The trouble with the structure of Medicare is that it provides well for the extremes, for people who are very vigorous or who are imminently dying, but it doesn’t provide well for those who are in between. To be fair, Medicare has evolved over the past ten years and pays far more attention than previously to people with chronic diseases and increasingly greater attention to people with multiple chronic diseases. It has introduced disease management programs, typically involving nurses who help patients adjust their own medications for diseases such as diabetes or heart failure. But patients who are frail or who have moderate to severe dementia benefit from many of the same intensive home care services as dying patients. They also often want to avail themselves of many of the same kinds of high-tech care as robust older patients. Medicare rightly balks at the prospect of paying for everything—it’s just too expensive. So what people with frailty and advancing dementia need is their own special Medicare benefit that is midway between conventional Medicare and the hospice benefit. They need what I call intermediate care; the way to pay for intermediate care is through a new benefit tier.

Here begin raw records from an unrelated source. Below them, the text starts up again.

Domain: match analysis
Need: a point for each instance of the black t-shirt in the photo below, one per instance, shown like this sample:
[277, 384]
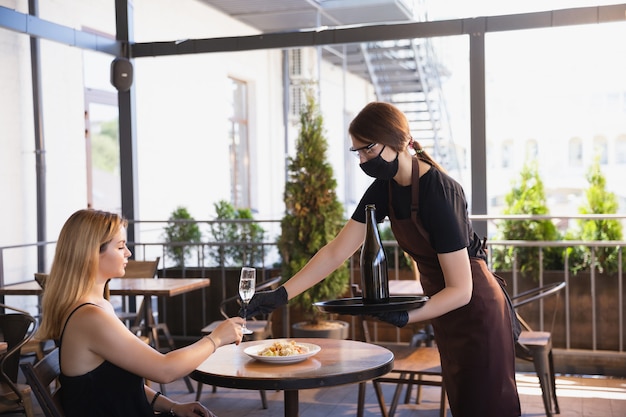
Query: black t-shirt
[442, 210]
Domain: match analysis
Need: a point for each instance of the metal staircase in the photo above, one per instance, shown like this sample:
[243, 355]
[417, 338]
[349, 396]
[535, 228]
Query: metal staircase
[406, 74]
[403, 72]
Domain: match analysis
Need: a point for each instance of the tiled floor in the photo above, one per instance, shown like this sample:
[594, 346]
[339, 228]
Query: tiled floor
[578, 397]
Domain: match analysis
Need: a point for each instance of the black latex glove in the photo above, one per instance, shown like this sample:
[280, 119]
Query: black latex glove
[397, 318]
[265, 302]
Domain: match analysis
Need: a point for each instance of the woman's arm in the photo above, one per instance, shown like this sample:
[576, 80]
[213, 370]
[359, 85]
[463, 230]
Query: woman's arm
[457, 275]
[170, 407]
[327, 259]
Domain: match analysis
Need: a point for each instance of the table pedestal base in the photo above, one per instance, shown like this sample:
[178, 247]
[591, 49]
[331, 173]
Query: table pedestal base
[291, 403]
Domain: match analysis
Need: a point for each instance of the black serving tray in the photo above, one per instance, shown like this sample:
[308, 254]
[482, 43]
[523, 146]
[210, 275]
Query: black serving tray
[355, 306]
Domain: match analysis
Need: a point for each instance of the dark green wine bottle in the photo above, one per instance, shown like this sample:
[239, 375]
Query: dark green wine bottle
[374, 280]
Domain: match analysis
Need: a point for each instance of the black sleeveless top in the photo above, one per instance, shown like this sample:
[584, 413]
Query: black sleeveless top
[106, 391]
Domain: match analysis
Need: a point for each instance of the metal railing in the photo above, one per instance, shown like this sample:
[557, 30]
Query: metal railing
[150, 249]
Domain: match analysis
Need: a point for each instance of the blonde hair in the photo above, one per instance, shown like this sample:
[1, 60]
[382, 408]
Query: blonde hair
[383, 123]
[76, 261]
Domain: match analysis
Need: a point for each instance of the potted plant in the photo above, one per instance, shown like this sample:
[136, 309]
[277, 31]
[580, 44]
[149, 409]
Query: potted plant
[246, 236]
[181, 229]
[313, 216]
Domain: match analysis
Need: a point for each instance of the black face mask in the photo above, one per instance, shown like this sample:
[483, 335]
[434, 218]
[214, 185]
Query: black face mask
[379, 168]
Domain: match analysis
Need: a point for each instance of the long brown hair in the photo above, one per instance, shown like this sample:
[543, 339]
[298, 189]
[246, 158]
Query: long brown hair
[384, 123]
[76, 261]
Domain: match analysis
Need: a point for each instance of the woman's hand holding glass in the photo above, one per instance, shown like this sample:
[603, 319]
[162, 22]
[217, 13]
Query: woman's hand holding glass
[229, 331]
[247, 284]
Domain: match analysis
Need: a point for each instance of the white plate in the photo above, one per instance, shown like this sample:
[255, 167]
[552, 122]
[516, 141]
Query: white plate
[253, 351]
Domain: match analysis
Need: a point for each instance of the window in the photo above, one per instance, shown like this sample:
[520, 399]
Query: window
[575, 152]
[531, 149]
[600, 149]
[507, 154]
[239, 149]
[620, 150]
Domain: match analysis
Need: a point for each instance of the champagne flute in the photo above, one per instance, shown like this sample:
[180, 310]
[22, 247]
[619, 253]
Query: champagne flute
[247, 282]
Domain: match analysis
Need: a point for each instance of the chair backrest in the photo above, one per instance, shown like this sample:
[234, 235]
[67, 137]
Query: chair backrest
[43, 380]
[535, 294]
[17, 329]
[142, 269]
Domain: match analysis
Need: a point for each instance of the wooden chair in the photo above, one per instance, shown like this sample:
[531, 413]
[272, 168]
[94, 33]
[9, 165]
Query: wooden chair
[261, 327]
[43, 379]
[413, 364]
[137, 269]
[17, 329]
[147, 269]
[536, 347]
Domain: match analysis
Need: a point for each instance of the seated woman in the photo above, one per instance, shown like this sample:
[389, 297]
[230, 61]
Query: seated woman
[103, 364]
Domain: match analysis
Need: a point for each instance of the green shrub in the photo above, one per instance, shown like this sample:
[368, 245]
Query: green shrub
[599, 201]
[313, 214]
[247, 237]
[527, 197]
[181, 229]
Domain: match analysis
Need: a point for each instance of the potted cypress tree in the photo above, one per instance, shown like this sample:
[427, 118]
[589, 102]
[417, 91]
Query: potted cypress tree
[313, 217]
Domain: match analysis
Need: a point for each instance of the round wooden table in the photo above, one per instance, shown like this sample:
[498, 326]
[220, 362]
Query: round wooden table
[339, 362]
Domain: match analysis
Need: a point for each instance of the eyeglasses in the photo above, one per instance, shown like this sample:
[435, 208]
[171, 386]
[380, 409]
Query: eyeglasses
[362, 151]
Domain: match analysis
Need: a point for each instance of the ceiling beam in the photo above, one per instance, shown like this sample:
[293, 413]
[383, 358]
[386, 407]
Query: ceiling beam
[44, 29]
[373, 33]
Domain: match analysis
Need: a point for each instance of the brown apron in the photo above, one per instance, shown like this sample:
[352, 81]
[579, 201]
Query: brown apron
[475, 341]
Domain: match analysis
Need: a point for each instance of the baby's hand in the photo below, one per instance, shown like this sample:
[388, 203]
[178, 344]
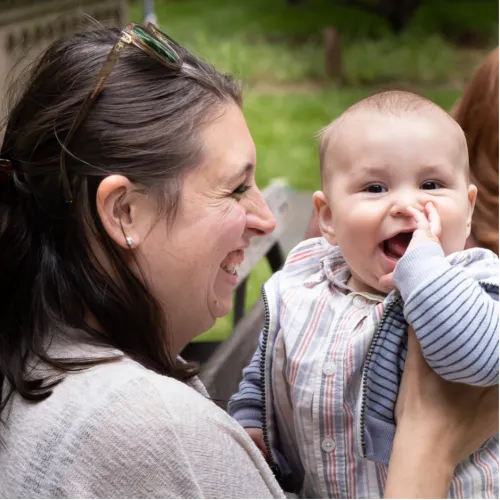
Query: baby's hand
[257, 436]
[428, 229]
[428, 226]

The comprehensive package—sandwiched between the intensive package and the palliative package—would be modeled on the Program of All-Inclusive Care for Elders (PACE), a very successful program in which only a very small number of patients have enrolled, providing integrated, multidisciplinary care outside the hospital or nursing home. Unlike PACE, it would not focus on the adult day health center (many older people don’t want to go to “daycare,” where lots of the PACE services are delivered) and it would not require that patients change physicians (an impediment to joining PACE as currently conceived). In exchange for the enhanced home services, the intermediate care benefit package would exclude a variety of high tech, high expense medical care that is seldom useful for frail or very demented patients. It would not cover ICU care. It would not cover surgery for devices such as the Left Ventricular Assist Device, a kind of partial artificial heart. It would exclude dialysis, which doesn’t prolong life in frail elders. What the intermediate care benefit would provide is a coordinated, integrated approach to care, with plans in place for what to do in the most likely scenarios for a given patient—what to do when the patient with advanced heart failure develops pulmonary edema, when the patient with advanced emphysema develops pneumonia, or when the patient with moderately severe dementia develops a fever. These plans would involve intensive home treatment or transfer to a skilled nursing facility, but not the current approach of emergency room—hospital—rehab—home. It would look similar to another variant of Medicare than has been proposed, called MediCaring


Medicare is a great program but it needs substantial modification to truly benefit all those it is intended to serve: the robust, the frail and the demented, and the dying. Just as we don’t expect one antibiotic to treat all infections or a single chemotherapeutic agent to treat all types of cancer, we cannot expect one benefit package to make sense for all older patients. Offering three distinct packages, an intensive package, a comprehensive package, and a palliative package, as I argued in my book The Denial of Aging, would go a long way to making Medicare work for everyone.